Une attention toute particulière pour les 3 polluants de l’UC

Les piles boutons, les condensateurs électrolytiques et les LED sont les trois polluants de la tour informatique. La pile bouton est généralement maintenue mécaniquement ou soudée sur la carte. Les condensateurs électrolytiques se trouvent sur les vieux circuits imprimés de gros équipements informatiques, tels que les serveurs ou les grosses imprimantes. Ils peuvent contenir des liquides corrosifs. Les LED présentes sur certains circuits imprimés devraient être retirées à cause de la présence d’arséniure de gallium.

L’écran, l’autre source de composants à valoriser

L’écran de type CRT (Cathode Ray Tube) contient dans son tube cathodique, de loin, la plus grande quantité de substances dangereuses d’un ordinateur. Un tube cathodique d’ancienne génération peut contenir 2 à 3 kilogrammes de plomb, tandis que les tubes récents n’en contiennent généralement qu’1. Les écrans CRT sont constitués d’un boîtier en plastique et d’un tube à rayonnement cathodique lui-même formé d’une dalle plate, en verre au baryum, soudée par une fritte à un cône en verre au plomb, d’un canon à électrons, d’un circuit imprimé et de câbles.

Le démantèlement d’un écran cathodique n’est pas accessible à tous

Seules les filières industrielles possédant des équipements aptes à isoler les matériaux dangereux contenus dans les tubes sont susceptibles de traiter les écrans cathodiques.

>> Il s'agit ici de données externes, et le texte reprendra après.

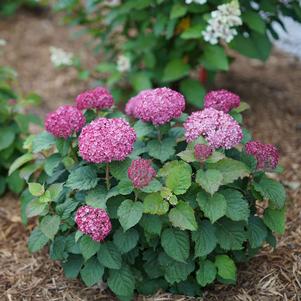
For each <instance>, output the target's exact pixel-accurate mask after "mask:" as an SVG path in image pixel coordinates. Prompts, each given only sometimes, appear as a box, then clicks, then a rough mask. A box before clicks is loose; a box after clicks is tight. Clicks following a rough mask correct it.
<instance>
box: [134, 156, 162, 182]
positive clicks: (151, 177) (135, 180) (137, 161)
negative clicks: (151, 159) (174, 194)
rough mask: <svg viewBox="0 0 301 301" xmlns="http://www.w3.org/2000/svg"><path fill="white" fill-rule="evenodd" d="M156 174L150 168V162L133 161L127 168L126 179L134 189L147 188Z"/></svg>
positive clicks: (135, 160) (139, 159)
mask: <svg viewBox="0 0 301 301" xmlns="http://www.w3.org/2000/svg"><path fill="white" fill-rule="evenodd" d="M156 174H157V173H156V171H155V169H154V168H153V167H152V166H151V161H150V160H146V159H141V158H139V159H136V160H133V161H132V163H131V166H130V167H129V168H128V177H129V179H130V180H131V181H132V183H133V185H134V187H135V188H142V187H145V186H147V185H148V184H149V183H150V182H151V180H152V179H153V178H154V177H155V176H156Z"/></svg>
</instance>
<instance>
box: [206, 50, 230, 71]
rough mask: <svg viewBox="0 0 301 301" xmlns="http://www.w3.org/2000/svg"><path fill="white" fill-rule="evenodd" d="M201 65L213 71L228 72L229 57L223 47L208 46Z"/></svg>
mask: <svg viewBox="0 0 301 301" xmlns="http://www.w3.org/2000/svg"><path fill="white" fill-rule="evenodd" d="M201 64H202V65H203V66H204V67H205V68H206V69H207V70H211V71H216V70H223V71H227V70H228V69H229V60H228V57H227V55H226V53H225V50H224V48H223V47H221V46H213V45H206V47H205V48H204V53H203V55H202V57H201Z"/></svg>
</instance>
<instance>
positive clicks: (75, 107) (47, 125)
mask: <svg viewBox="0 0 301 301" xmlns="http://www.w3.org/2000/svg"><path fill="white" fill-rule="evenodd" d="M85 123H86V119H85V117H84V115H83V114H82V112H81V111H79V110H78V109H77V108H76V107H73V106H60V107H59V108H58V109H56V111H54V112H51V113H49V114H48V115H47V117H46V120H45V128H46V131H47V132H49V133H51V134H52V135H53V136H55V137H60V138H65V139H67V138H68V137H70V136H71V135H72V134H73V132H79V131H80V130H81V128H82V127H83V126H84V125H85Z"/></svg>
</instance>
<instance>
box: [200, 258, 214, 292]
mask: <svg viewBox="0 0 301 301" xmlns="http://www.w3.org/2000/svg"><path fill="white" fill-rule="evenodd" d="M215 277H216V267H215V265H214V263H213V262H212V261H210V260H204V261H201V262H200V268H199V270H198V271H197V272H196V280H197V282H198V284H199V285H200V286H202V287H205V286H206V285H207V284H210V283H212V282H213V281H214V280H215Z"/></svg>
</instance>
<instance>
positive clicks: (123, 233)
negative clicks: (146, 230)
mask: <svg viewBox="0 0 301 301" xmlns="http://www.w3.org/2000/svg"><path fill="white" fill-rule="evenodd" d="M138 239H139V234H138V232H137V231H136V230H135V229H129V230H128V231H126V232H123V230H122V229H118V230H117V231H116V232H115V233H114V236H113V241H114V244H115V245H116V246H117V248H118V249H119V251H120V252H121V254H124V253H128V252H129V251H131V250H132V249H134V248H135V247H136V245H137V243H138Z"/></svg>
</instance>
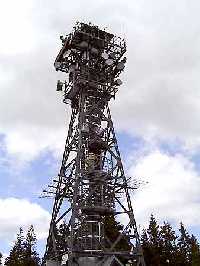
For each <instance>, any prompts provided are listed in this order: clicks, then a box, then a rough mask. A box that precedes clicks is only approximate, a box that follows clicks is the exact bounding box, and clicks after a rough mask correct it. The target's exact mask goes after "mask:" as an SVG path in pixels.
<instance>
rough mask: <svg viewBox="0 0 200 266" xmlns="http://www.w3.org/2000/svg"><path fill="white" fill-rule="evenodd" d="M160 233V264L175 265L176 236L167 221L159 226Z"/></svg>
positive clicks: (175, 260) (166, 264)
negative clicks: (160, 256) (161, 243)
mask: <svg viewBox="0 0 200 266" xmlns="http://www.w3.org/2000/svg"><path fill="white" fill-rule="evenodd" d="M160 235H161V242H162V253H161V264H162V265H176V252H177V248H176V239H177V236H176V234H175V231H174V230H173V229H172V226H171V225H170V224H169V223H168V222H164V224H163V226H161V230H160Z"/></svg>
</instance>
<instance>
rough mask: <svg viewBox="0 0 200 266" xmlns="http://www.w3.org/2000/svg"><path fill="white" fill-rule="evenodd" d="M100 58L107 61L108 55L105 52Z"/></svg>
mask: <svg viewBox="0 0 200 266" xmlns="http://www.w3.org/2000/svg"><path fill="white" fill-rule="evenodd" d="M101 57H102V58H103V59H105V60H107V59H108V54H107V53H106V52H104V53H102V54H101Z"/></svg>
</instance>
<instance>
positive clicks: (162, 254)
mask: <svg viewBox="0 0 200 266" xmlns="http://www.w3.org/2000/svg"><path fill="white" fill-rule="evenodd" d="M141 244H142V247H143V253H144V258H145V262H146V266H165V265H167V266H200V245H199V243H198V241H197V238H196V237H195V236H194V235H193V234H191V235H190V234H189V233H188V231H187V229H186V228H185V226H184V224H183V223H180V226H179V228H178V233H176V232H175V230H174V229H173V227H172V225H171V224H170V223H169V222H164V223H163V224H162V225H159V224H158V222H157V221H156V219H155V217H154V216H153V215H151V217H150V221H149V226H148V228H147V229H145V230H143V231H142V235H141Z"/></svg>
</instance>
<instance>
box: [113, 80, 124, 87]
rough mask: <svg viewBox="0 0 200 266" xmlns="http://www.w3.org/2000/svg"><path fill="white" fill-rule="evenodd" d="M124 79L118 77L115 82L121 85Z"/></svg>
mask: <svg viewBox="0 0 200 266" xmlns="http://www.w3.org/2000/svg"><path fill="white" fill-rule="evenodd" d="M122 83H123V82H122V81H121V79H116V80H115V84H116V85H117V86H120V85H122Z"/></svg>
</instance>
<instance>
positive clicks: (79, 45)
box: [78, 41, 88, 48]
mask: <svg viewBox="0 0 200 266" xmlns="http://www.w3.org/2000/svg"><path fill="white" fill-rule="evenodd" d="M78 46H79V47H81V48H87V47H88V43H87V42H86V41H82V42H81V43H79V45H78Z"/></svg>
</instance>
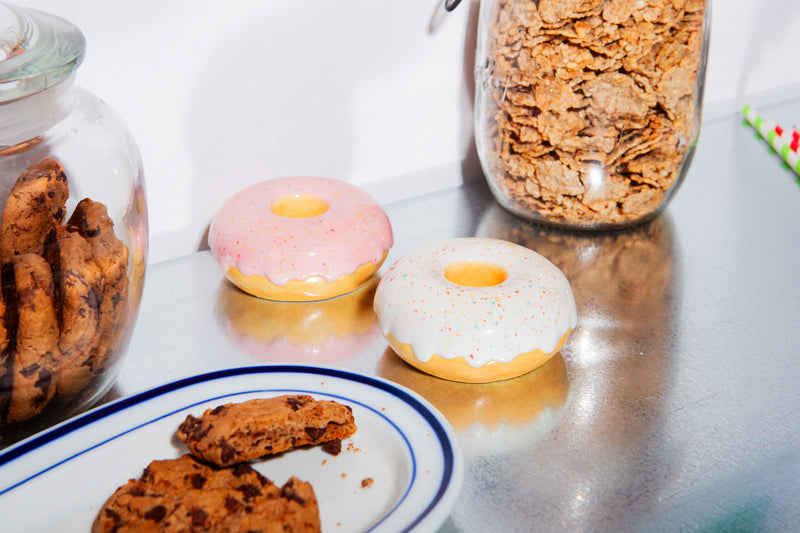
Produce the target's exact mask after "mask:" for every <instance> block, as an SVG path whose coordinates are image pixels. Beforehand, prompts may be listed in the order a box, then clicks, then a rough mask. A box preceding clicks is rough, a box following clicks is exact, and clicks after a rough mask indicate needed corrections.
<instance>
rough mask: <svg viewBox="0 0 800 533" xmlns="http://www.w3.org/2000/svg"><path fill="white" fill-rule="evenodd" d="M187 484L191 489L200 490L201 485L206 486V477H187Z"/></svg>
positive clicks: (199, 476) (202, 476) (201, 486)
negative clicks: (187, 483)
mask: <svg viewBox="0 0 800 533" xmlns="http://www.w3.org/2000/svg"><path fill="white" fill-rule="evenodd" d="M189 482H191V484H192V487H194V488H196V489H202V488H203V485H205V484H206V477H205V476H204V475H203V474H192V475H191V476H190V477H189Z"/></svg>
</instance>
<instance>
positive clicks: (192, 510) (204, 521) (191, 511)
mask: <svg viewBox="0 0 800 533" xmlns="http://www.w3.org/2000/svg"><path fill="white" fill-rule="evenodd" d="M186 515H187V516H189V517H191V519H192V526H193V527H203V525H204V524H205V523H206V519H208V513H207V512H205V511H204V510H202V509H200V508H199V507H194V508H192V510H191V511H189V512H188V513H186Z"/></svg>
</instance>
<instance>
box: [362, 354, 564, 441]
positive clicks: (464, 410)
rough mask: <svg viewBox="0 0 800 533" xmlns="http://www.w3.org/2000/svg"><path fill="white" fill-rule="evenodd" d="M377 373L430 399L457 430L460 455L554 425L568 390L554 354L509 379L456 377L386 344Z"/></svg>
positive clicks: (563, 408) (449, 421) (556, 358)
mask: <svg viewBox="0 0 800 533" xmlns="http://www.w3.org/2000/svg"><path fill="white" fill-rule="evenodd" d="M377 373H378V375H379V376H381V377H384V378H386V379H389V380H391V381H394V382H396V383H399V384H401V385H404V386H406V387H408V388H410V389H412V390H414V391H416V392H417V393H419V394H420V395H422V396H423V397H424V398H426V399H427V400H428V401H429V402H431V403H432V404H433V405H434V407H436V408H437V409H438V410H439V411H440V412H441V413H442V414H443V415H444V416H445V418H447V420H448V421H449V422H450V424H451V425H452V426H453V428H454V429H455V430H456V432H457V433H458V435H459V437H460V438H461V443H462V446H463V447H464V453H465V455H466V456H471V455H479V454H482V453H499V452H507V451H509V450H510V449H513V448H515V447H524V446H531V445H534V444H535V442H536V440H538V438H541V436H543V435H544V434H546V433H547V431H549V430H550V429H551V428H552V427H553V426H554V425H555V423H556V422H557V420H558V418H559V416H560V415H561V414H562V413H563V411H564V408H565V405H566V403H567V398H568V396H569V380H568V379H567V367H566V364H565V363H564V358H563V357H561V355H558V354H557V355H555V356H554V357H553V358H551V359H550V360H549V361H548V362H547V363H545V364H544V365H542V366H540V367H539V368H537V369H536V370H534V371H532V372H529V373H527V374H525V375H523V376H520V377H517V378H514V379H509V380H504V381H496V382H492V383H459V382H455V381H447V380H443V379H440V378H437V377H434V376H431V375H429V374H425V373H423V372H421V371H419V370H417V369H415V368H414V367H412V366H410V365H409V364H407V363H405V362H404V361H403V360H401V359H400V358H399V357H398V356H397V355H396V354H395V353H394V352H393V351H392V350H391V349H388V350H386V352H385V353H384V355H383V357H382V358H381V360H380V361H379V363H378V368H377Z"/></svg>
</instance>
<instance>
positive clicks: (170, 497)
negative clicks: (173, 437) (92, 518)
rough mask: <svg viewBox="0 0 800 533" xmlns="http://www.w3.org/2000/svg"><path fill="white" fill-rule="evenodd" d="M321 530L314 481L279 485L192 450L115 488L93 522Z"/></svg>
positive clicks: (126, 531) (260, 475) (142, 526)
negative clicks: (112, 493)
mask: <svg viewBox="0 0 800 533" xmlns="http://www.w3.org/2000/svg"><path fill="white" fill-rule="evenodd" d="M320 529H321V524H320V518H319V505H318V503H317V498H316V496H315V494H314V489H313V488H312V486H311V485H310V484H309V483H307V482H304V481H301V480H299V479H297V478H295V477H290V478H289V480H288V481H287V482H286V483H285V484H284V485H283V486H277V485H275V484H274V483H273V482H272V481H271V480H269V479H268V478H266V477H265V476H263V475H262V474H260V473H259V472H258V471H256V470H255V469H253V468H252V467H251V466H250V465H248V464H246V463H244V464H238V465H236V466H232V467H228V468H217V467H215V466H212V465H208V464H205V463H203V462H201V461H199V460H198V459H197V458H195V457H192V456H191V455H188V454H187V455H184V456H182V457H179V458H177V459H166V460H158V461H152V462H151V463H150V464H149V465H148V466H147V467H146V468H145V469H144V472H143V473H142V476H141V477H140V478H139V479H131V480H130V481H128V483H126V484H125V485H123V486H121V487H119V488H118V489H117V490H116V491H115V492H114V494H113V495H112V496H111V497H110V498H109V499H108V500H107V501H106V502H105V504H103V506H102V507H101V509H100V512H99V513H98V514H97V517H96V518H95V521H94V524H93V525H92V532H93V533H107V532H112V531H113V532H115V533H125V532H133V531H163V532H171V531H176V532H177V531H289V532H294V533H306V532H308V533H312V532H318V531H320Z"/></svg>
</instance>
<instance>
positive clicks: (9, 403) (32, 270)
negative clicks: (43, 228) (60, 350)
mask: <svg viewBox="0 0 800 533" xmlns="http://www.w3.org/2000/svg"><path fill="white" fill-rule="evenodd" d="M9 264H10V265H11V268H13V276H14V283H15V287H16V290H15V291H14V294H15V296H16V300H14V301H12V302H13V304H15V308H16V317H15V318H16V320H15V321H14V320H13V319H12V320H11V321H7V322H6V324H8V323H9V322H12V323H13V322H15V324H13V325H14V326H15V330H16V331H15V336H14V337H15V343H14V350H13V353H12V354H11V355H10V356H9V357H10V358H11V359H12V371H11V379H12V380H13V383H12V384H11V387H10V391H11V397H10V400H9V401H8V409H7V412H6V413H5V417H4V418H5V421H6V422H10V423H14V422H19V421H22V420H26V419H28V418H30V417H32V416H34V415H36V414H38V413H39V412H41V410H42V409H44V407H45V405H47V403H48V402H49V401H50V400H51V399H52V398H53V396H54V395H55V392H56V382H57V379H58V373H59V361H60V358H61V351H60V350H59V348H58V337H59V331H58V323H57V321H56V314H55V305H54V304H53V279H52V272H51V271H50V265H49V264H48V263H47V261H46V260H45V259H44V258H43V257H42V256H40V255H38V254H35V253H25V254H22V255H17V256H14V258H13V260H12V261H11V263H9ZM12 302H8V301H7V302H6V303H7V304H9V303H12Z"/></svg>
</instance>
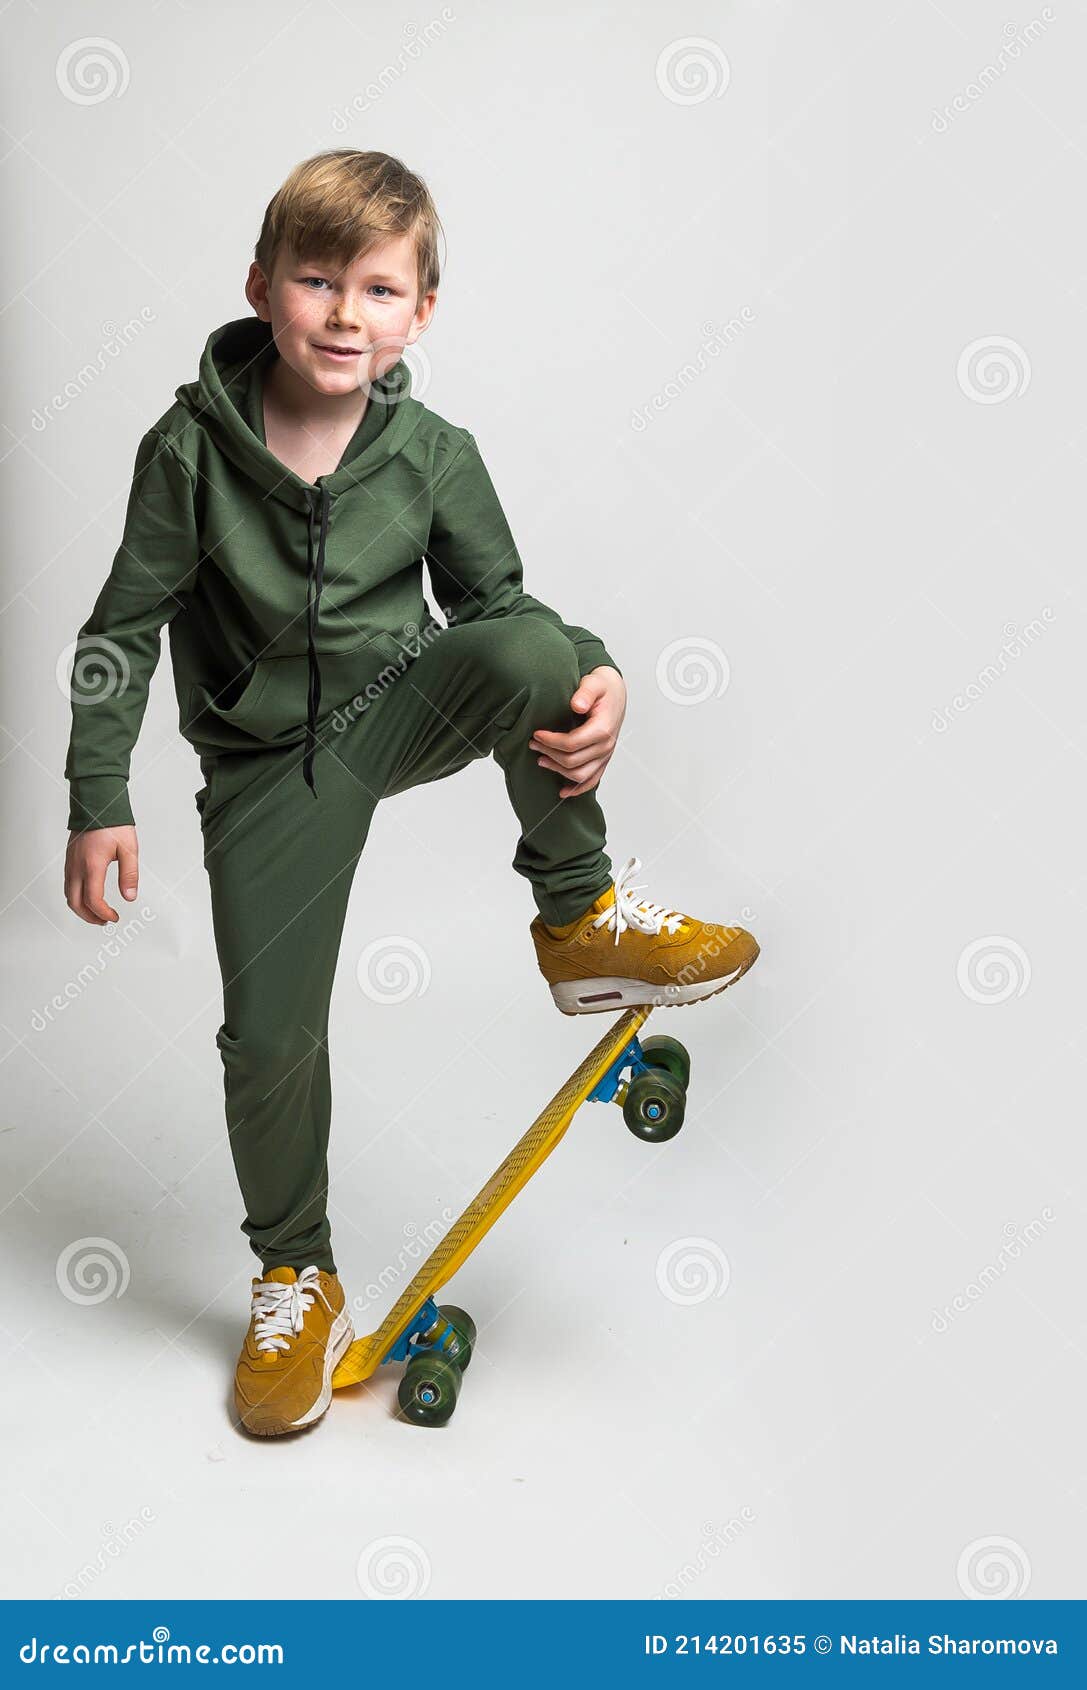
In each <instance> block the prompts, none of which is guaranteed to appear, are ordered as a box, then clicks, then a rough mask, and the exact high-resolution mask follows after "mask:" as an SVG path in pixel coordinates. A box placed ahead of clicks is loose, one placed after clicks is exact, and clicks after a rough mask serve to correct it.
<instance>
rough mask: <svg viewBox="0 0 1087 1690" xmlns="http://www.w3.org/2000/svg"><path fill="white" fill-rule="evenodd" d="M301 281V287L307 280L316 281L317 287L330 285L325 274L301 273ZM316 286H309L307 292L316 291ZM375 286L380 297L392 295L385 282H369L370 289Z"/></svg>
mask: <svg viewBox="0 0 1087 1690" xmlns="http://www.w3.org/2000/svg"><path fill="white" fill-rule="evenodd" d="M301 281H303V287H306V286H308V284H309V282H316V284H318V287H331V282H330V281H328V277H326V275H303V279H301ZM318 287H311V289H309V292H316V291H318ZM375 287H377V289H379V291H380V296H382V299H384V297H385V294H389V297H392V289H391V287H389V286H387V284H385V282H370V289H375Z"/></svg>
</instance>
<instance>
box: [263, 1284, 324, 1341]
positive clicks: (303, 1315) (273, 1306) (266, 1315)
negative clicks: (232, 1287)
mask: <svg viewBox="0 0 1087 1690" xmlns="http://www.w3.org/2000/svg"><path fill="white" fill-rule="evenodd" d="M314 1291H316V1295H318V1296H321V1298H323V1300H325V1301H328V1300H326V1298H325V1293H323V1291H321V1286H320V1284H318V1269H316V1268H314V1266H313V1264H311V1266H309V1268H303V1271H301V1273H299V1276H298V1279H294V1283H292V1284H281V1283H279V1279H262V1281H260V1284H259V1286H257V1289H255V1291H254V1306H252V1313H254V1315H255V1317H257V1325H255V1328H254V1333H255V1338H257V1349H259V1350H281V1349H282V1350H289V1349H291V1338H292V1337H298V1333H299V1332H301V1330H303V1320H304V1318H306V1310H308V1308H313V1293H314Z"/></svg>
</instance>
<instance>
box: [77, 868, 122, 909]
mask: <svg viewBox="0 0 1087 1690" xmlns="http://www.w3.org/2000/svg"><path fill="white" fill-rule="evenodd" d="M105 889H107V870H105V862H103V864H95V865H93V867H91V869H90V870H88V874H86V879H85V882H83V908H85V909H86V911H90V916H91V918H93V919H95V921H117V911H115V909H113V908H112V904H107V901H105Z"/></svg>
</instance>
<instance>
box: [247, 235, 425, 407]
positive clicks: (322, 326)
mask: <svg viewBox="0 0 1087 1690" xmlns="http://www.w3.org/2000/svg"><path fill="white" fill-rule="evenodd" d="M416 287H418V272H416V250H414V242H412V238H411V235H397V237H394V238H392V240H387V242H384V243H382V245H380V247H375V248H374V250H372V252H369V254H367V255H365V259H357V260H355V262H353V264H350V265H347V269H341V270H336V269H335V267H331V265H323V264H321V262H313V259H309V260H306V262H303V260H301V259H298V255H296V254H292V252H281V254H279V257H277V259H276V265H274V269H272V279H270V282H269V281H267V279H265V275H264V272H262V269H260V265H259V264H254V265H252V267H250V272H249V281H247V284H245V297H247V299H249V303H250V304H252V306H254V309H255V313H257V316H259V318H260V319H262V321H264V323H270V324H272V336H274V340H276V348H277V352H279V355H281V358H284V360H286V362H287V363H289V365H291V368H292V370H294V372H296V373H298V375H301V377H303V380H306V382H309V385H311V387H314V389H316V390H318V392H320V394H328V397H336V395H341V394H347V392H350V390H352V389H353V387H355V389H362V387H363V385H365V384H369V382H375V380H377V379H379V377H380V375H384V373H385V372H387V370H391V368H392V365H394V363H397V360H399V358H401V355H402V352H404V346H411V343H412V341H416V340H418V338H419V335H421V333H423V330H424V328H426V324H428V323H429V319H431V314H433V309H434V301H436V297H438V296H436V292H429V294H426V296H424V297H423V299H419V301H418V299H416ZM328 346H341V348H347V355H345V357H336V355H335V353H330V352H326V350H325V348H328Z"/></svg>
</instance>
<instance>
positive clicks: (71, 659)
mask: <svg viewBox="0 0 1087 1690" xmlns="http://www.w3.org/2000/svg"><path fill="white" fill-rule="evenodd" d="M73 656H74V662H73ZM69 664H71V671H69ZM130 674H132V671H130V666H128V657H127V654H125V652H123V651H122V649H120V646H117V644H115V642H113V641H112V639H107V635H105V634H85V635H83V639H74V641H71V642H69V644H68V646H66V647H64V651H63V652H61V656H59V657H57V666H56V683H57V686H59V690H61V693H63V695H64V698H68V700H71V703H73V705H100V703H101V701H103V700H105V698H122V696H123V693H125V688H127V686H128V679H130Z"/></svg>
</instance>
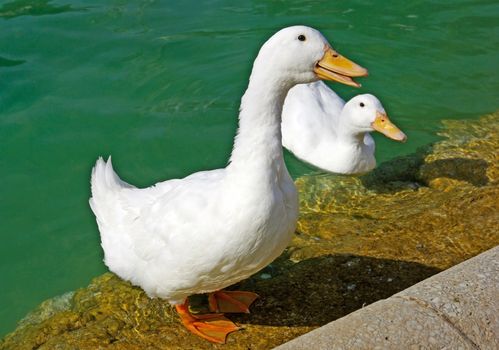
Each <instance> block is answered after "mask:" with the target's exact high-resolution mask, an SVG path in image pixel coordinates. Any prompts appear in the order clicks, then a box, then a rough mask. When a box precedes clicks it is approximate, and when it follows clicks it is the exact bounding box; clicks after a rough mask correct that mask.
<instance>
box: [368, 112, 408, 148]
mask: <svg viewBox="0 0 499 350" xmlns="http://www.w3.org/2000/svg"><path fill="white" fill-rule="evenodd" d="M371 126H372V127H373V129H374V130H376V131H379V132H380V133H382V134H383V135H385V136H386V137H388V138H390V139H392V140H395V141H401V142H405V141H406V140H407V136H406V135H405V134H404V133H403V132H402V130H400V129H399V128H397V126H396V125H395V124H393V123H392V122H391V121H390V119H389V118H388V116H387V115H386V114H385V113H380V112H378V113H376V119H375V120H374V122H372V124H371Z"/></svg>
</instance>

La progression se fait par étapes :

  • récupération de la coque plastique ;

  • section des fils internes

  • retrait du canon à électrons ; i

  • récupération uniquement du tube à rayons cathodiques.

Les tubes doivent être traités par des unités spécialement conçue pour répondre aux exigences les plus strictes en matière de protection de l’environnement, de la santé et de la sécurité au travail.

Les écrans LCD (Liquid Cristal Display) appelés “écrans plats” succèdent  et remplacent progressivement les écrans CRT. Ils sont constitués d’un boîtier plastique,d’une couche de cristal liquide comprise entre deux plaques de verre revêtues de matériaux conducteurs et de lampes à rétroéclairage contenant du mercure aussi appelées lampes à décharge. Le cristal liquide est dérivé du butylaniline, substance pouvant être considérée comme toxique pour la santé et dangereuse pour l’environnement en cas de mauvaises manipulations.

Là encore comme le tube cathodique, il n’existe que peu de technologies pour traiter les écrans plats, mais ils peuvent malgré tout être pris en charge par des sites de valorisation à condition d’être manipulés et traités avec des précautions particulières.